Prime Minister John Howard’s strategy to coerce industry groups into publicly backing WorkChoices is backfiring. Industry groups, business academics and accountant groups say the Coalition needs to do far more to reduce red tape and paperwork. They also claim that WorkChoices is flawed, with many employers struggling with the regime.

But many are also afraid to speak out publicly. One industry group that wants to go public with its dissatisfaction with WorkChoices has been warned off by another prominent industry group that has been very vocal in its support of WorkChoices.

Some industry groups are caught in a quandary. They have received a lot of money from Federal Government coffers to educate employers and employees about the benefits of WorkChoices. Some still feel obliged to push its benefits to members.

Others are too annoyed to stay silent.

James McCall, executive director of the Motor Traders Association in NSW, says his members are very confused by WorkChoices. “There is a whole host of problems. It is very difficult to get definitions and clarification on the rules and our members are very confused. And it’s nearly all at the federal level,” McCall says. “Small business has numbed itself because of the massive increase in paperwork imposed in the last nine years, and almost all of it is at the federal level.”

He also claims that the benefits of the unfair dismissal exemption for companies with fewer than 100 employees has been overstated. “We see employees still suing in the district court for other things like breaches of contract.”

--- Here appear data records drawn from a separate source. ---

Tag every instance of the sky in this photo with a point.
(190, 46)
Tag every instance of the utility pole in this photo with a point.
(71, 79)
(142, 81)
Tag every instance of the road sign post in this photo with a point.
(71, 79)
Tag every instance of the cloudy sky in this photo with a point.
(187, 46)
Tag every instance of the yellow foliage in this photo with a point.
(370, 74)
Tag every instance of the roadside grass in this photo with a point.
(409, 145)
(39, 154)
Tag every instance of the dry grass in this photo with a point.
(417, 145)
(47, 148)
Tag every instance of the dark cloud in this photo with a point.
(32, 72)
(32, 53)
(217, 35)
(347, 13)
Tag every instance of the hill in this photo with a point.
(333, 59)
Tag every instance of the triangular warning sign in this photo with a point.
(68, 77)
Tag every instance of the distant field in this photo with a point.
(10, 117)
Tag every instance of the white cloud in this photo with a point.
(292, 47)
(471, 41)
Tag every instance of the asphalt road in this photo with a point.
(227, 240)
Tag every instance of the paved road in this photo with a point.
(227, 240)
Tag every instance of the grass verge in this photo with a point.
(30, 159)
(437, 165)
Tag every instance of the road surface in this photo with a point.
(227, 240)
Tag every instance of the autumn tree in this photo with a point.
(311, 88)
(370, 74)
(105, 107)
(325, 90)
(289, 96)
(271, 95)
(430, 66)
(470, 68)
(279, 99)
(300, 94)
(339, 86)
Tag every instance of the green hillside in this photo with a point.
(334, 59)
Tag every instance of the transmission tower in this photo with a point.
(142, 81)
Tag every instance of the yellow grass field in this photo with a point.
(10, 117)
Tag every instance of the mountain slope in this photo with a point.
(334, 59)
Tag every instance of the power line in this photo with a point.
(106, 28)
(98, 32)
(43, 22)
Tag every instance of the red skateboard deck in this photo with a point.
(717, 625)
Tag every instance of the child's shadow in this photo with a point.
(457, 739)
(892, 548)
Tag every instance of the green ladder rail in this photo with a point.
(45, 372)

A number of industry groups confirmed to SmartCompany off the record that they will not be using advertising and marketing to publicly support WorkChoices. They say that while businesses support the substance of WorkChoices, it should be working hard on ways to improve implementation and transition difficulties, and address the myriad of other concerns about regulation and red tape increases.

“Any enthusiasm for WorkChoices might be there in substance but has been muted by implementation difficulties,” says workplace relations lawyer Peter Vitale, who works at VECCI. “The added complexity of the system has bemused a lot of people.”

It is not just WorkChoices. The former ACT small business commissioner, Michael Schaper, says that Howard in 1996 promised to cut paperwork and red tape by 50%. “The execution from the Coalition falls far short of the rhetoric. While the small business minister has made a good attempt to rein things in, there are a multiple of things that could be fixed quite easily and are not being addressed.”

He was highly critical of the lack of research into paperwork, regulation and WorkChoices. While a lot of money has gone into selling the benefits of WorkChoices, almost none has gone into researching whether the benefits are tangible, Schaper says.

Brian Welch, executive director of the Masters Builders Association, says that while WorkChoices has increased productivity and provided other benefits for employers, the downside has been compliance and paperwork. “Things definitely need to be improved.”